Bound $\frac{||W^Tx||}{||Wx||}$ for non-symmetric $W$.

Question

Let $W\in\mathbb{R}^{d\times d}$ and consider $n:=\frac{||W^Tx||}{||Wx||}$ for $x\in\mathbb{R}^d$ with $||x||=1$. If $W=W^T$ then $n=1$. Can we say anything about $n$ in terms of the eigenvalues or singular values of $W$ when $W$ is not symmetric?

Answer 1

Using SVD we can get $\frac{||V\Sigma U^Tx||}{||U\Sigma V^Tx||}=\frac{||\Sigma U^Tx||}{||\Sigma V^Tx||}\le \frac{ \sigma_{max} ||U^Tx||}{\sigma_{min}||V^Tx||}=\frac{\sigma_{max}}{\sigma_{\min}}$.

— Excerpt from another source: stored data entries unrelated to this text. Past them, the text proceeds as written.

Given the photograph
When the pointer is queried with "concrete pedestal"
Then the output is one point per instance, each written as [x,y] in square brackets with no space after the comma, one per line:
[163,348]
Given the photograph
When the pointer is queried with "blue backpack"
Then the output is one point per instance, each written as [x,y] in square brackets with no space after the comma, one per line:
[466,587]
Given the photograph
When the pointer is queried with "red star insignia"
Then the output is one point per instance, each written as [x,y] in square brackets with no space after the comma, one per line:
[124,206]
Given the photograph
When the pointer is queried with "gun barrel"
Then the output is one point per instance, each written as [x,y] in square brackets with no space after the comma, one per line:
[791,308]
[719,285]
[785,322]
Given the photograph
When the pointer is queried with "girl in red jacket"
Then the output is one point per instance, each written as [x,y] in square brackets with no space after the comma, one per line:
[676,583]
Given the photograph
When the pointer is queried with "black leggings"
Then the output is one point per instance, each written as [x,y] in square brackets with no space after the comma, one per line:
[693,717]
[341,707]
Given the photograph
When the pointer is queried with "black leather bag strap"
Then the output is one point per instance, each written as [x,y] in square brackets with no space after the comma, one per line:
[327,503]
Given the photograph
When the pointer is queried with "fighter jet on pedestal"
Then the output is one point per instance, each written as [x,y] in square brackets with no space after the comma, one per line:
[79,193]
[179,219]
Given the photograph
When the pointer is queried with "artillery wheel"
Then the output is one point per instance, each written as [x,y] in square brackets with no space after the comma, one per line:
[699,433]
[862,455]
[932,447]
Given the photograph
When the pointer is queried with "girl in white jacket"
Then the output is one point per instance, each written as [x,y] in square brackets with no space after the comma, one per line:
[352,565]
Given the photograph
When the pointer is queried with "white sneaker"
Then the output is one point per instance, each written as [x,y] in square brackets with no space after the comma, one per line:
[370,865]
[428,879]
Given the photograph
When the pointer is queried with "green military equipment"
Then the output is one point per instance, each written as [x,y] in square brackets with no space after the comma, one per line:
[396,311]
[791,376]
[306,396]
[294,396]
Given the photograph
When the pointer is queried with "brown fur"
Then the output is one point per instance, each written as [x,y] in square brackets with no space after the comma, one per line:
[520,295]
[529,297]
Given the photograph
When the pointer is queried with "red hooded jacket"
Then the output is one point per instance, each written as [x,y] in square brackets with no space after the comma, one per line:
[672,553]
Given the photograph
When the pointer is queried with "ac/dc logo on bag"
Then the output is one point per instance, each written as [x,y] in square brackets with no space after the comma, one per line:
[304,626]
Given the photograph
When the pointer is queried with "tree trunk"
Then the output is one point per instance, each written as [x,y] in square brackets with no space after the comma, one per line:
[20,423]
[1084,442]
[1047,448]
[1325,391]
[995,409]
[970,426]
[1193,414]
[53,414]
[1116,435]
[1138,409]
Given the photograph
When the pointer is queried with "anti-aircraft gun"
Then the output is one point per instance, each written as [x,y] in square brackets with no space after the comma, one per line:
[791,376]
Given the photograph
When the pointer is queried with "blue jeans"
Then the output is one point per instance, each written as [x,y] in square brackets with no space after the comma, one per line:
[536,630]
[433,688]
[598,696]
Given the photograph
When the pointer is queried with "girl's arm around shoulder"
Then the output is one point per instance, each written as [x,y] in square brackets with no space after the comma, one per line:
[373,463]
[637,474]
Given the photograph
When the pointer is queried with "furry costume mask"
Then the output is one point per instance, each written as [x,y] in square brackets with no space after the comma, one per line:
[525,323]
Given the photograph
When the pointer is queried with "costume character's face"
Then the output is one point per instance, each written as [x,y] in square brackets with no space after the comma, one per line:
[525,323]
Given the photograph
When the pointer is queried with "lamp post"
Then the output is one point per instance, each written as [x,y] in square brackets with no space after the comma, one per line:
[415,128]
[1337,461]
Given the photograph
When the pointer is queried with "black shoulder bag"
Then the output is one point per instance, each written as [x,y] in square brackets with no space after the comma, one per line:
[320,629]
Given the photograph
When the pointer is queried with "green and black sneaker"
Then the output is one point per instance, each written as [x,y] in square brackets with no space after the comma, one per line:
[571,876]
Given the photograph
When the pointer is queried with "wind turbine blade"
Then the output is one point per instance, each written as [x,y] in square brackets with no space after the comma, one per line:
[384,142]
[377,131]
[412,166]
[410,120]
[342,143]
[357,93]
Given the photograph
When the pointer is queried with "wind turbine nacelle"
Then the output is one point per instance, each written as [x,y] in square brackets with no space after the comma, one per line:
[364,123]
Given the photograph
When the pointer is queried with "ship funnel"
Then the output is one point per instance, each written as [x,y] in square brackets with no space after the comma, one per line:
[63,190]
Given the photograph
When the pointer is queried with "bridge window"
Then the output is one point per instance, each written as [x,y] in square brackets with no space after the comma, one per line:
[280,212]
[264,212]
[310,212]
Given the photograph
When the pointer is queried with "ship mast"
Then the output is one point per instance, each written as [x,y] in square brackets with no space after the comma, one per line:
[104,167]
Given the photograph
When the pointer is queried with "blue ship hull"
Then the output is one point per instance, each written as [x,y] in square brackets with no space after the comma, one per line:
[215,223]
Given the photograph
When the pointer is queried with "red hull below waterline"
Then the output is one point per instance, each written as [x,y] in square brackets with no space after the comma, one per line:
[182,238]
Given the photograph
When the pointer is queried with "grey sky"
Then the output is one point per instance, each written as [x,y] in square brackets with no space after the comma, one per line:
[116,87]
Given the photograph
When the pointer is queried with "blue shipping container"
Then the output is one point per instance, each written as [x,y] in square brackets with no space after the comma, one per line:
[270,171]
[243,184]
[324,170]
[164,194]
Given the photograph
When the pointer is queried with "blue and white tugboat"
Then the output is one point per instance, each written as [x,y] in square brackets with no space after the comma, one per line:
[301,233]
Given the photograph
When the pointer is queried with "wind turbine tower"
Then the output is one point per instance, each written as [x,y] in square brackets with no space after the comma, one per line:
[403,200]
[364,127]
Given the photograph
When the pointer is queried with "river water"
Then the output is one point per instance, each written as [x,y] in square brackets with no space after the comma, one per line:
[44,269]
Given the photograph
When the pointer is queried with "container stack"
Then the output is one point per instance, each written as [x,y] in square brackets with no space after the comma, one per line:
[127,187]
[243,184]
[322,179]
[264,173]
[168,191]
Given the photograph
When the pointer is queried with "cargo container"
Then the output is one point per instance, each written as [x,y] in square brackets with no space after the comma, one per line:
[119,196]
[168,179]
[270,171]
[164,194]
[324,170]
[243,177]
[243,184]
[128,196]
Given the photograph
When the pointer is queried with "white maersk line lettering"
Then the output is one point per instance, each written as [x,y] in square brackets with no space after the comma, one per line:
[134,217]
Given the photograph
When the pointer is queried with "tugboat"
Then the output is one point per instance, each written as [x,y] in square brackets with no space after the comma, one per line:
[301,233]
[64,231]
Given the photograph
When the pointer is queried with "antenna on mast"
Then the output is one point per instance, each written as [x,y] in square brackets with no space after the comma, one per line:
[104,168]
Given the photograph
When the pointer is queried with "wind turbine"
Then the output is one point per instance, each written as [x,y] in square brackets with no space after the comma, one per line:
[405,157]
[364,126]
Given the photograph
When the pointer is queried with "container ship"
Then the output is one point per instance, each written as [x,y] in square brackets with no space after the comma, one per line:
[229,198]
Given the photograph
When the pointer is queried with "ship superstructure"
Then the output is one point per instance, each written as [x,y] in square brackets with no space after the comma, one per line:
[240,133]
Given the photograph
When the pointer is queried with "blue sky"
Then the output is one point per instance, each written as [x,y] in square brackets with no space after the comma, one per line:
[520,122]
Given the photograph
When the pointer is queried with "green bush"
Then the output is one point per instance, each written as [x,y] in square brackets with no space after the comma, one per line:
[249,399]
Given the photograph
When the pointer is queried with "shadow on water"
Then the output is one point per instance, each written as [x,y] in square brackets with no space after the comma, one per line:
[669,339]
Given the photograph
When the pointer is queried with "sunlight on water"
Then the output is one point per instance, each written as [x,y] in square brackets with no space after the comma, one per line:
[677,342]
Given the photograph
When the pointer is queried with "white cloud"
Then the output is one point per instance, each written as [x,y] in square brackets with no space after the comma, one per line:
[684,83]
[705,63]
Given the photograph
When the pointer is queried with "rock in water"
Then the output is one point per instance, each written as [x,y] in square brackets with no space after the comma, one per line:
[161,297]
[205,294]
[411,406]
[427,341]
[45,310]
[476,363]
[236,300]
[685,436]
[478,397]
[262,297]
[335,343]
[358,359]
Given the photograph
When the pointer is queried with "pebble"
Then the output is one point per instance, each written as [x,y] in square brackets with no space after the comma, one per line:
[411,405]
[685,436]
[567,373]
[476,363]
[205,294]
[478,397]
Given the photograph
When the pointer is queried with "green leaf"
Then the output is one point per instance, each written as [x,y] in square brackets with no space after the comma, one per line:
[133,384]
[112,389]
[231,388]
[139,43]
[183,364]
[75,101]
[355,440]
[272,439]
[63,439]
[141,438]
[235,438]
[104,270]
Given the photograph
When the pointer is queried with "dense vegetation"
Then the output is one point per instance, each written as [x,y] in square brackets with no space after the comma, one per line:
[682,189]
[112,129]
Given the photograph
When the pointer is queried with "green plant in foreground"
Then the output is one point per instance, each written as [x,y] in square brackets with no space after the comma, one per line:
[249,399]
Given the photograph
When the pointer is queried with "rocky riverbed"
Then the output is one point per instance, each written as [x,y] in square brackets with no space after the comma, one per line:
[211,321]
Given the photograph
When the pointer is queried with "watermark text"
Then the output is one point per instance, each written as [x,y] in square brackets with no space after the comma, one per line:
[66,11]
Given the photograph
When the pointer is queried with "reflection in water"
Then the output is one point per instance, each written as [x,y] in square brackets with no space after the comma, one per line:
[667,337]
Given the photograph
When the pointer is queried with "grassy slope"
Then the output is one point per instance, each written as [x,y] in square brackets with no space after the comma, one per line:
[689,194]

One can construct $W$ and $x$ for which the bound is tight as follows. Pick a diagonal matrix $\Sigma$ with sorted $\Sigma_1\ge ... \ge \Sigma_d$. Then choose $x$ and $U,V$ such that $U^Tx=e_1$ and $V^Tx=e_d$. For $W=U\Sigma V^T$ the bound is tight for $x$, that is, $\frac{||W^Tx||}{||Wx||}=\frac{||\Sigma U^Tx||}{||\Sigma V^Tx||}=\frac{||\Sigma e_1||}{||\Sigma e_d||} =\frac{\sigma_{max}}{\sigma_{min}}$.